Corby Makin ’12 combined the civic spirit he learned at Pacific University with his medical school skills in a mission to Kenya last summer.Corby Makin (2012)
Jambo! That’s Swahili for “hello,” and it is a phrase I relied on last summer as I visited Bungoma, Kenya, on a medical mission with three other students from Western University’s College of Osteopathic Medicine of the Pacific Northwest.
We planned the trip between our first and second years of medical school, excited to pursue our passion to help others and to learn about another culture.
We got more than we ever hoped.
We worked at Machwele Friends Clinic alongside a doctor and nurses providing family care and planning for the more than 20,000 residents of Bungoma. A typical day at the clinic consisted of vaccinating newborns, educating mothers, and caring for patients with a variety of ailments.
We treated patients with diseases ranging from malaria to HIV and dressed the wounds of those with cuts, burns or tropical ulcers. In one day, I cleaned and dressed the head wound of a man with polio who was hit by a bus; I cared for a feverish infant with severe malaria; and I comforted an elderly woman with chronic abdominal pain.

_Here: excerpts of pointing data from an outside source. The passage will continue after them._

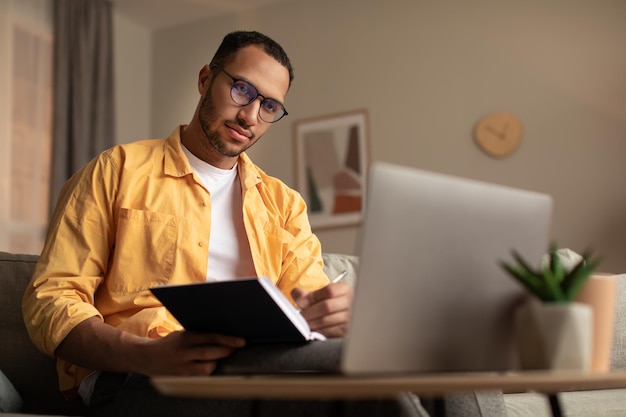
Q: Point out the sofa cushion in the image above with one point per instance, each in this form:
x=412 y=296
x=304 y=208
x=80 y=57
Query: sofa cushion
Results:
x=32 y=373
x=10 y=400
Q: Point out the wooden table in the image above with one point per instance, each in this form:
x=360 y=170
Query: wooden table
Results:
x=339 y=387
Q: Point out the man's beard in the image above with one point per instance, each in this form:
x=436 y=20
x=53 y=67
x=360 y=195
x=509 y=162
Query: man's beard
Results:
x=207 y=116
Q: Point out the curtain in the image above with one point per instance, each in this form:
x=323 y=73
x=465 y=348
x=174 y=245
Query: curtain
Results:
x=83 y=120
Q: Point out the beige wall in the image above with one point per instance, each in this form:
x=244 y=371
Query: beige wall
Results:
x=427 y=71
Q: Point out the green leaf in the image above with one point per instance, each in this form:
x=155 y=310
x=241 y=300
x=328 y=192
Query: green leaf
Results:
x=575 y=280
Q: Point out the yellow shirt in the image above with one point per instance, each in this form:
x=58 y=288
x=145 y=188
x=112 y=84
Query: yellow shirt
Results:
x=137 y=216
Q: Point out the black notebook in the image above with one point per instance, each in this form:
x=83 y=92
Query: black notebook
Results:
x=252 y=308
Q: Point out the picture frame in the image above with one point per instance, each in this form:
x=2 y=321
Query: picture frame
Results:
x=331 y=161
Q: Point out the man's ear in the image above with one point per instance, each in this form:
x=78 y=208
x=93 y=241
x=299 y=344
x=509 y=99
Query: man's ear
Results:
x=204 y=78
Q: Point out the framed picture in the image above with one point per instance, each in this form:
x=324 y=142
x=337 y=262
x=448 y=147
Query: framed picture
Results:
x=331 y=167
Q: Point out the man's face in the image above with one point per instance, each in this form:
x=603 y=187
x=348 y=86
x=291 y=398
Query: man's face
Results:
x=230 y=128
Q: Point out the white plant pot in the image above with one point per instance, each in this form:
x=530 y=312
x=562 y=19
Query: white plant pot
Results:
x=554 y=335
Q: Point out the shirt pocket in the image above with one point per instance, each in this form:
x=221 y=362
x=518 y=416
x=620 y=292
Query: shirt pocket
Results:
x=145 y=250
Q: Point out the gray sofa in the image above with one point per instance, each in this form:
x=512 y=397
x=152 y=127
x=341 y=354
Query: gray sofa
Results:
x=31 y=384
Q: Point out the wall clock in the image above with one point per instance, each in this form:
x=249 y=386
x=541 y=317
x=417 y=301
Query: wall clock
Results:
x=499 y=134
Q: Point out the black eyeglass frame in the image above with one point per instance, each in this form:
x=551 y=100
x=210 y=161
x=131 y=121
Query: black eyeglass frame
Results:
x=235 y=80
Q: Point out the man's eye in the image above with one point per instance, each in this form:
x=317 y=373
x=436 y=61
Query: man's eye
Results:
x=270 y=106
x=245 y=89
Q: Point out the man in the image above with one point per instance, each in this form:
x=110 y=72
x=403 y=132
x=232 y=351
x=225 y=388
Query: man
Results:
x=189 y=208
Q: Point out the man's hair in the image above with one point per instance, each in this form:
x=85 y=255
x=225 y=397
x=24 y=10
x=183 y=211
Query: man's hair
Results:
x=235 y=41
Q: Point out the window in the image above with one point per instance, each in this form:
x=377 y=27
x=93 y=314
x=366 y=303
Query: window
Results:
x=25 y=124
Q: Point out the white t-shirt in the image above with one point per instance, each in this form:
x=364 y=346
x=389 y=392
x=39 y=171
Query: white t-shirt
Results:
x=229 y=250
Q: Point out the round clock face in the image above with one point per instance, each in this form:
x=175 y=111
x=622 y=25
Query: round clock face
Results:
x=499 y=134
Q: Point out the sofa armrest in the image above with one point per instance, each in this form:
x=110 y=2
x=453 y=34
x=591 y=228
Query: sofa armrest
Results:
x=618 y=354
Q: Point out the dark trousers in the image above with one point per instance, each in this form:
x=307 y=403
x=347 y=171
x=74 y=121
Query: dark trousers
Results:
x=132 y=395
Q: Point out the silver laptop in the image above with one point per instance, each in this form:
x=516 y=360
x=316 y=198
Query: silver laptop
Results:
x=430 y=295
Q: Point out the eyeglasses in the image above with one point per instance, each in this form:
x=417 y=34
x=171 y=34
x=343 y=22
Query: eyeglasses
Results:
x=244 y=93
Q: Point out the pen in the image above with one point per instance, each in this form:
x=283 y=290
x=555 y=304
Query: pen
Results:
x=339 y=277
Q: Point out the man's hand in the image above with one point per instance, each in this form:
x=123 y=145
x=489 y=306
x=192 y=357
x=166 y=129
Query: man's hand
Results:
x=327 y=310
x=93 y=344
x=187 y=353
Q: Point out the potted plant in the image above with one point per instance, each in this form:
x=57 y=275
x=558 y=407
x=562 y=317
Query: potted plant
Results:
x=554 y=331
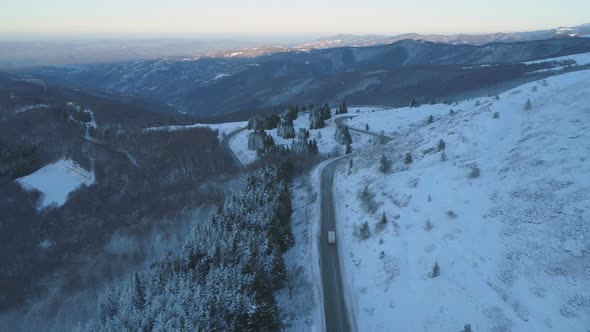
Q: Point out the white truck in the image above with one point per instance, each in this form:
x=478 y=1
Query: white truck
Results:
x=331 y=237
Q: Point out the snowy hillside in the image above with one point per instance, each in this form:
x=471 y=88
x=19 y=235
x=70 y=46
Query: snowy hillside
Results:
x=505 y=216
x=327 y=145
x=56 y=180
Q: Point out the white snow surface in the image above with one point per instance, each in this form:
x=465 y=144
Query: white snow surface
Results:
x=56 y=181
x=222 y=128
x=514 y=254
x=581 y=59
x=327 y=145
x=303 y=310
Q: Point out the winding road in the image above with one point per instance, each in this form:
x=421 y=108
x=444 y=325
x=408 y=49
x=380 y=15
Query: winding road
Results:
x=336 y=311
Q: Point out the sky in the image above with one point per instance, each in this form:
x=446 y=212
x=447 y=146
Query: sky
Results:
x=299 y=17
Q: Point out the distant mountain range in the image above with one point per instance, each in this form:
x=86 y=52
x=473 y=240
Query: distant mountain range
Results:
x=21 y=54
x=388 y=74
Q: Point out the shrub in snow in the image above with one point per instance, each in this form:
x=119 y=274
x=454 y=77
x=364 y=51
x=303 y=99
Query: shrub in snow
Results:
x=428 y=225
x=382 y=139
x=474 y=173
x=408 y=159
x=348 y=149
x=381 y=224
x=441 y=145
x=435 y=270
x=286 y=130
x=342 y=109
x=303 y=133
x=318 y=116
x=264 y=122
x=384 y=164
x=342 y=135
x=363 y=231
x=367 y=198
x=528 y=105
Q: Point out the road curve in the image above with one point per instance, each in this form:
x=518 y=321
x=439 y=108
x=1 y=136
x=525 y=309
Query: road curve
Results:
x=335 y=307
x=225 y=144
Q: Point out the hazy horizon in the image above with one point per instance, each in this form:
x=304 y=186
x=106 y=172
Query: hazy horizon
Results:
x=268 y=20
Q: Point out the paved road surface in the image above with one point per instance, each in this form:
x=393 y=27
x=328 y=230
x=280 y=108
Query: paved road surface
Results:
x=335 y=308
x=338 y=122
x=225 y=145
x=109 y=147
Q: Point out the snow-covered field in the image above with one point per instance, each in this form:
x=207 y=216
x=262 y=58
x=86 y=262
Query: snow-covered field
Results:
x=56 y=180
x=506 y=216
x=327 y=145
x=580 y=59
x=222 y=128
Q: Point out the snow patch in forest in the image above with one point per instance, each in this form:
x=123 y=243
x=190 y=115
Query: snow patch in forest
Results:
x=56 y=181
x=223 y=129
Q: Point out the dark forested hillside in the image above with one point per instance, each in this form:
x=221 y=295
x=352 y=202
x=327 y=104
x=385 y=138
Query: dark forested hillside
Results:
x=224 y=277
x=385 y=74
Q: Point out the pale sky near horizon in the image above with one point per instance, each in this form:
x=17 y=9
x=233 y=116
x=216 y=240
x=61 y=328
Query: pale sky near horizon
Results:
x=111 y=17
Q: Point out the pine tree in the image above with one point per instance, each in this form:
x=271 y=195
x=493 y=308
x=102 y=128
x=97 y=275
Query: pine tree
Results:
x=138 y=292
x=435 y=270
x=384 y=164
x=342 y=109
x=528 y=105
x=365 y=231
x=342 y=135
x=408 y=159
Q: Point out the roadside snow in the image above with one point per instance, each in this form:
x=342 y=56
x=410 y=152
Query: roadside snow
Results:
x=512 y=242
x=56 y=180
x=222 y=128
x=302 y=310
x=327 y=145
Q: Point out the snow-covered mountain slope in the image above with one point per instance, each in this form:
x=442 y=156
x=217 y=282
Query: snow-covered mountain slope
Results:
x=505 y=216
x=327 y=145
x=56 y=180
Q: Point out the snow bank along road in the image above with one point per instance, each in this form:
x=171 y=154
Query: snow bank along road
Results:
x=225 y=145
x=335 y=310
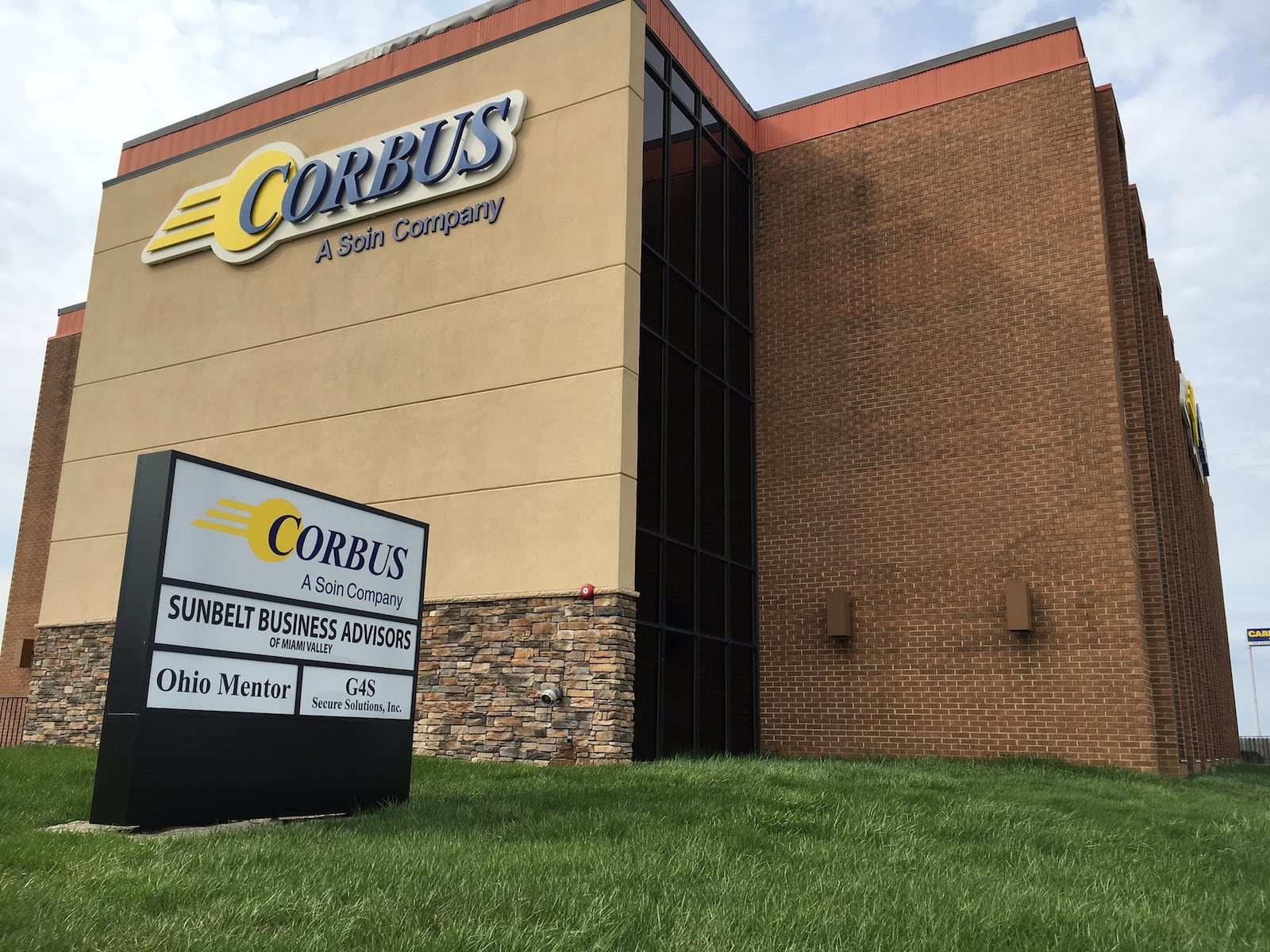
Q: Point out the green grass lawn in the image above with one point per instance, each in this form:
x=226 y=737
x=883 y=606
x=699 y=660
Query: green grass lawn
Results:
x=685 y=854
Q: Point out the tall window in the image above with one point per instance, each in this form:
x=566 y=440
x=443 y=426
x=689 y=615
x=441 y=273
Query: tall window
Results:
x=695 y=657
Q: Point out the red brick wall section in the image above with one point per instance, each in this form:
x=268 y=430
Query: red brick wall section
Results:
x=1140 y=435
x=939 y=409
x=1187 y=657
x=36 y=528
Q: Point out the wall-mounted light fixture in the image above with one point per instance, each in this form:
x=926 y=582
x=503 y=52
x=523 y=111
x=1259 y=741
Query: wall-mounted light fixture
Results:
x=1018 y=606
x=837 y=613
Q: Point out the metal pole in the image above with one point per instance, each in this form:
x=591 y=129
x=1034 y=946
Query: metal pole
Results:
x=1257 y=714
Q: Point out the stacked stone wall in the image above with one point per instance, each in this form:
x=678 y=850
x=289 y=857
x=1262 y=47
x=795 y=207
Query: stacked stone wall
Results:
x=484 y=664
x=69 y=673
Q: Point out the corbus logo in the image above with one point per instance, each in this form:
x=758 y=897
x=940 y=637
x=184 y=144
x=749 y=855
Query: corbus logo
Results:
x=277 y=194
x=275 y=531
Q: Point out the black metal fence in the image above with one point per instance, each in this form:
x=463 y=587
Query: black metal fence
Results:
x=13 y=716
x=1255 y=750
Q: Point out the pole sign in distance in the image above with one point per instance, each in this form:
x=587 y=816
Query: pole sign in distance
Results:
x=266 y=651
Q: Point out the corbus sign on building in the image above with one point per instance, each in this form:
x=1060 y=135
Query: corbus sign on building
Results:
x=279 y=194
x=266 y=651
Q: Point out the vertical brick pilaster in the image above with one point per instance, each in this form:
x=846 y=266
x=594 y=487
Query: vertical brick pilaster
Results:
x=40 y=501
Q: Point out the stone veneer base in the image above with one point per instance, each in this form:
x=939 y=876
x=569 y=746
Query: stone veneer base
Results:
x=483 y=666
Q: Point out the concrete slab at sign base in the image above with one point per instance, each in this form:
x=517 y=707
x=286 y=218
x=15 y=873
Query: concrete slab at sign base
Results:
x=86 y=827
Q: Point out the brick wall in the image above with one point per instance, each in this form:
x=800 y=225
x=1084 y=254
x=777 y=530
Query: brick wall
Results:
x=1187 y=655
x=939 y=410
x=35 y=530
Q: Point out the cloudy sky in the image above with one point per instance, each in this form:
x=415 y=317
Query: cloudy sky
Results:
x=1193 y=82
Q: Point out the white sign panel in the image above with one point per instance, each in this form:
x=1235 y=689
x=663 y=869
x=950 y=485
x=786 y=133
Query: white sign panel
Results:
x=330 y=692
x=213 y=683
x=237 y=532
x=253 y=626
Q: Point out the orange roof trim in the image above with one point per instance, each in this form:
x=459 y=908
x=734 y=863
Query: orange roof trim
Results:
x=977 y=70
x=70 y=321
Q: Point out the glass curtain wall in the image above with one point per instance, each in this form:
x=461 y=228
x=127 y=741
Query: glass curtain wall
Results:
x=695 y=655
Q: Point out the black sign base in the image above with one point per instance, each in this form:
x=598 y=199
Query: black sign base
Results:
x=169 y=768
x=164 y=767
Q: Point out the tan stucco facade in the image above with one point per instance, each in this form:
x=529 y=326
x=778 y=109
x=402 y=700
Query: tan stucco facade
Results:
x=483 y=381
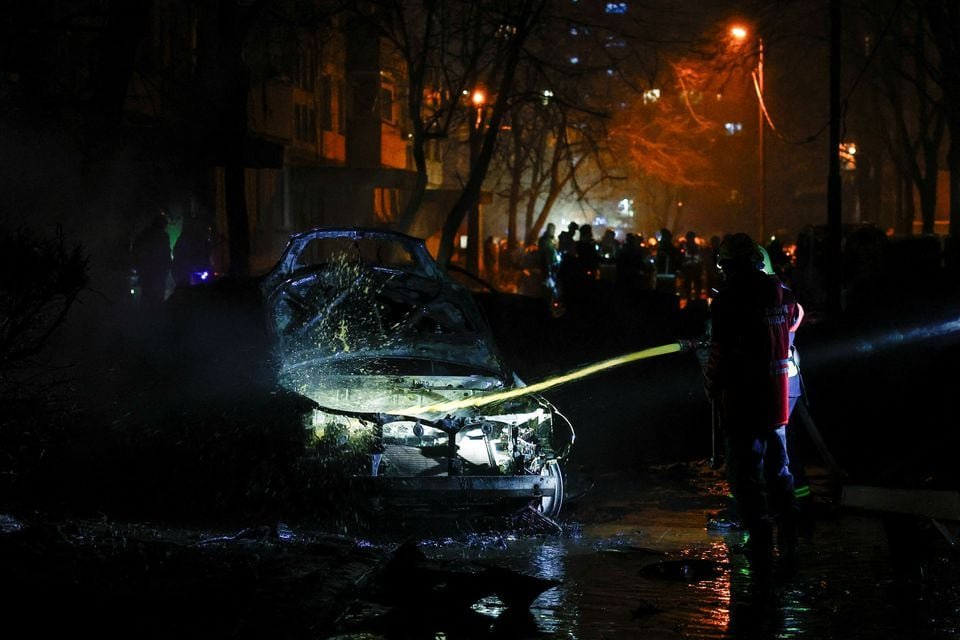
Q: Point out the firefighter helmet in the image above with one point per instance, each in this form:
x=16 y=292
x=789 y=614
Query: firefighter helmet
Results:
x=739 y=248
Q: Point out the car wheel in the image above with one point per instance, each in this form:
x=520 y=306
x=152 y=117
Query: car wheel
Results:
x=550 y=506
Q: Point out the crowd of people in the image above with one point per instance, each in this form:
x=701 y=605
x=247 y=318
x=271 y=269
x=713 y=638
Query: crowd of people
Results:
x=569 y=261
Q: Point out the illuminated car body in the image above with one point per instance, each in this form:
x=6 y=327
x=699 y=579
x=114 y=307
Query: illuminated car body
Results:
x=369 y=327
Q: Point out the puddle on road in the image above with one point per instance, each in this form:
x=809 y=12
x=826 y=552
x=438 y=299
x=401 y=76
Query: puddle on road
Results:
x=654 y=573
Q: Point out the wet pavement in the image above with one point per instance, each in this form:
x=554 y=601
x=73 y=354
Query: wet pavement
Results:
x=636 y=560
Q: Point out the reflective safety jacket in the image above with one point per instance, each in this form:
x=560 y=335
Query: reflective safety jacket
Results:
x=748 y=367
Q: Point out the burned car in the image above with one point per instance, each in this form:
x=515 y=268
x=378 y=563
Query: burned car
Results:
x=410 y=387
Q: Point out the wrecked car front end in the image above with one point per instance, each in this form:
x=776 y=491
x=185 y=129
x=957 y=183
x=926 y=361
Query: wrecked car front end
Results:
x=369 y=328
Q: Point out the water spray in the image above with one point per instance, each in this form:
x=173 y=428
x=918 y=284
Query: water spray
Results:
x=489 y=398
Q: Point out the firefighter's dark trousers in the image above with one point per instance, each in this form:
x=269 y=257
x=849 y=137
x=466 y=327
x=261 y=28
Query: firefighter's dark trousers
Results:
x=758 y=468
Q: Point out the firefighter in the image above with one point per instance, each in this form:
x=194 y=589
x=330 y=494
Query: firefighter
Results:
x=747 y=376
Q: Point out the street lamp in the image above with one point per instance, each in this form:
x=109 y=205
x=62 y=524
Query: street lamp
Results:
x=478 y=99
x=740 y=33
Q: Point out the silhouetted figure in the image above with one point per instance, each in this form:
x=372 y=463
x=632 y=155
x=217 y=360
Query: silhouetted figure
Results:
x=549 y=259
x=566 y=242
x=151 y=259
x=633 y=266
x=609 y=246
x=191 y=253
x=747 y=374
x=714 y=275
x=588 y=252
x=691 y=268
x=667 y=262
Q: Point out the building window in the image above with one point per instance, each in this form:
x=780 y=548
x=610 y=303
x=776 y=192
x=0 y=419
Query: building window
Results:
x=386 y=104
x=341 y=107
x=733 y=128
x=326 y=103
x=306 y=67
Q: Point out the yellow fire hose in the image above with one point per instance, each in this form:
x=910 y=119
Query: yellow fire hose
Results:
x=485 y=399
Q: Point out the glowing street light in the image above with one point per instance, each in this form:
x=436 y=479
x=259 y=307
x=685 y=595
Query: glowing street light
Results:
x=478 y=99
x=740 y=33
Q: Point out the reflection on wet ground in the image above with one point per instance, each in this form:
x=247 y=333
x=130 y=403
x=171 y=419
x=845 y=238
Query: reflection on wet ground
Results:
x=636 y=560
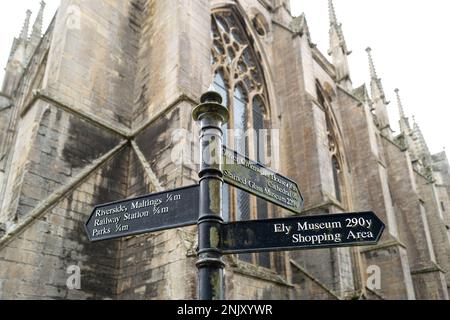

Gaining the trust of patients in their most vulnerable moments and offering treatment, guidance, or just a listening ear, was one of the most meaningful experiences of my life.
We also had the chance to visit the Makutano primary school, which serves 1,200 kindergarten to eighth-grade students. We joined in games of soccer and answered students’ questions about the United States. And, we were swarmed by a sea of happy, energetic children as we joined them at their one shared recess.
Along the way, we also had the chance to experience life in Kenya. Our host family, the Nasiombes, made us comfortable in every way, especially with meals of fresh chicken, corn and millet that still make my mouth water in memory.
The father, Meshak, was our interpreter at the clinic, our guide when we hiked, and our muscle when we bargained at the local markets. He was crucial in breaking down the language barriers and allowing us an authentic experience in his home country.
He also showed me the agriculture that sustains Kenya’s economy. He started out as a butcher but now makes a living on his farm. I grew up on a cattle ranch in eastern Oregon and saw many similarities between Meshak and my father. I never imagined that I could travel halfway around the world and find myself right at home.
My fellow students and I hope to continue visiting our new friends in Kenya and to start a nonprofit organization that would collect medical supplies for the clinic in Bungoma and would create an opportunity for other medical students to volunteer abroad.
Immersing myself in Kenyan culture was a humbling experience, and I am grateful to have had the opportunity to provide care for these people. The experience solidified my desire to become a physician and has motivated me to keep serving both my local community and those around the world.